Since the Australian Taxation Office (ATO) is focusing its efforts on tax compliance to reduce the $8.7 billion gap between the expected collections from individual taxpayers and the taxes that have been collected, it becomes more important to obtain chartered accountant insurance for protection. The number of audits that will be initiated by ATO are expected to increase.
Based on ATO’s study of individual tax returns, it was found out that 72% contained errors from incorrect claims for work-related expenses to rental property expenses and failure to report cash wages. It is easier for ATO to cross-check info from different sources to recognize the breaches through sophisticated data-matching technology.
Accountants can expect an increasing number of queries regarding tax returns. According to Craig Laughton, Executive General Manager of Policy, Advocacy and Public Practice at CPA Australia, the cost incurred in responding to a tax audit or government compliance investigation will become a controversial issue between an accounting practice and its clients.

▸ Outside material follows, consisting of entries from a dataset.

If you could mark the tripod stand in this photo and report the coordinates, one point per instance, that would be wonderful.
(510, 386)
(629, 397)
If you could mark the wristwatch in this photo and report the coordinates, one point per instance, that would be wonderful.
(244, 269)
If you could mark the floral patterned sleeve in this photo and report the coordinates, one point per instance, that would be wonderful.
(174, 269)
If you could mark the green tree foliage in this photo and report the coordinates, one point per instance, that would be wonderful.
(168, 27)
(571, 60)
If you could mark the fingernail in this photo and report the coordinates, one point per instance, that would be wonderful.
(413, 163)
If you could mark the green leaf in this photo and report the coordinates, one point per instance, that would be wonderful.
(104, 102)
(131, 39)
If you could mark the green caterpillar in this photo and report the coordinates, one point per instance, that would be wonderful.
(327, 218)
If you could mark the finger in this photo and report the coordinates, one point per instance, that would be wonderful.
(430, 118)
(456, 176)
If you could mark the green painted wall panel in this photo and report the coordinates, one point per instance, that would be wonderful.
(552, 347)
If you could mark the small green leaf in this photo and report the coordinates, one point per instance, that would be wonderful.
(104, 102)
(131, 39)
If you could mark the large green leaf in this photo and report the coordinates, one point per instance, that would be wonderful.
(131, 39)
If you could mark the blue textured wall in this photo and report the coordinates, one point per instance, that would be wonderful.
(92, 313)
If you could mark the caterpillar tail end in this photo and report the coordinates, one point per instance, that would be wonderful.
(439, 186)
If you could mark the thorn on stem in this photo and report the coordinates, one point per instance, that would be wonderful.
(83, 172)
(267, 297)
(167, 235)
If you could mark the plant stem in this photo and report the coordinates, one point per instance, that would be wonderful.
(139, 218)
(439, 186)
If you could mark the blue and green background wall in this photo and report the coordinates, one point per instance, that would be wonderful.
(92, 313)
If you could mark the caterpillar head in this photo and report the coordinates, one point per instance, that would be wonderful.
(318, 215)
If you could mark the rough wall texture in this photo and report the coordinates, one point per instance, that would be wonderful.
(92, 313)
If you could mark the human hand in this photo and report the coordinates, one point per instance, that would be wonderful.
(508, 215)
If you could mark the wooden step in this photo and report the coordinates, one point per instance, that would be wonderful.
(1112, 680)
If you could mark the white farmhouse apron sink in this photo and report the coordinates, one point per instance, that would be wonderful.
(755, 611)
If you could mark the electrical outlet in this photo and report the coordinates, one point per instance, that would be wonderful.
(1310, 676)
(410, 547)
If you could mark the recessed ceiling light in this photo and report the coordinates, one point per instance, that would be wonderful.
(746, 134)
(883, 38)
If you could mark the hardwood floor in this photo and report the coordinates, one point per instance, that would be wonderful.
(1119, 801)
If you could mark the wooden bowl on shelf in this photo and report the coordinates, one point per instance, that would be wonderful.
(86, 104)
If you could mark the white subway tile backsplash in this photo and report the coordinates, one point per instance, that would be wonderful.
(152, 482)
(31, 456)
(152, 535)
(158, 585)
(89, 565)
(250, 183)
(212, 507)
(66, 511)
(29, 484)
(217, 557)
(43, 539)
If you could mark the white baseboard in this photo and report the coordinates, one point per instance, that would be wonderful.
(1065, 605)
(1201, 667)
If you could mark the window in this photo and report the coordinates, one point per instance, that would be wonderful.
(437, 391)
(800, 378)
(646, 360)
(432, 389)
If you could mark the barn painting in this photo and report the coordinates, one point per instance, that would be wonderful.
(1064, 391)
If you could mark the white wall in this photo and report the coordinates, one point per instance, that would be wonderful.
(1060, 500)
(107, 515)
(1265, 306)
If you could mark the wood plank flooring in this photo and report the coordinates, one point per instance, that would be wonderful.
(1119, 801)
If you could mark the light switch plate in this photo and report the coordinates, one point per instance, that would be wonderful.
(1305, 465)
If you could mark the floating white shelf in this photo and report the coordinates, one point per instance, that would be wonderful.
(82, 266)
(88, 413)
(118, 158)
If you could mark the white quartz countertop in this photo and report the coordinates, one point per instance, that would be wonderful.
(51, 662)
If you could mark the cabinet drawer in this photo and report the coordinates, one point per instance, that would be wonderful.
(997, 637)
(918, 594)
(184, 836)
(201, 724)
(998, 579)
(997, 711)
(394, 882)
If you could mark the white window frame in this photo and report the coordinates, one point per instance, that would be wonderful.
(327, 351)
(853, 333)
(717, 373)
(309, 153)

The audit process is time consuming because of the time required to make preparations to respond to audit findings. Having an appropriate tax audit insurance coverage will cover the costs associated to the tax audit. However, accountants must be alert because there are pseudo tax audit protection services being offered.
On the surface, it would appear that pseudo insurance is a cost effective solution but underneath it all, the accountant may be paying for a service that has no insurance backing. It is important to check what the insurance policy covers and what it doesn’t. Instead of an audit risk being transferred to an insurance firm, they are only self-insuring because there is no associated external insurance cover.
Accounting practices that do not have proper insurance may find themselves at a disadvantage because the associated costs of responding to a tax audit can be substantial.
It is definitely worth having chartered accountant insurance that will cover the professional fees resulting from an official audit, enquiry, investigation, review or examination instigated by Inland Revenue or New Zealand Government Authority. Once there is insurance, the risks are transferred to the insurer that will pay for the total costs of responding to a tax audit.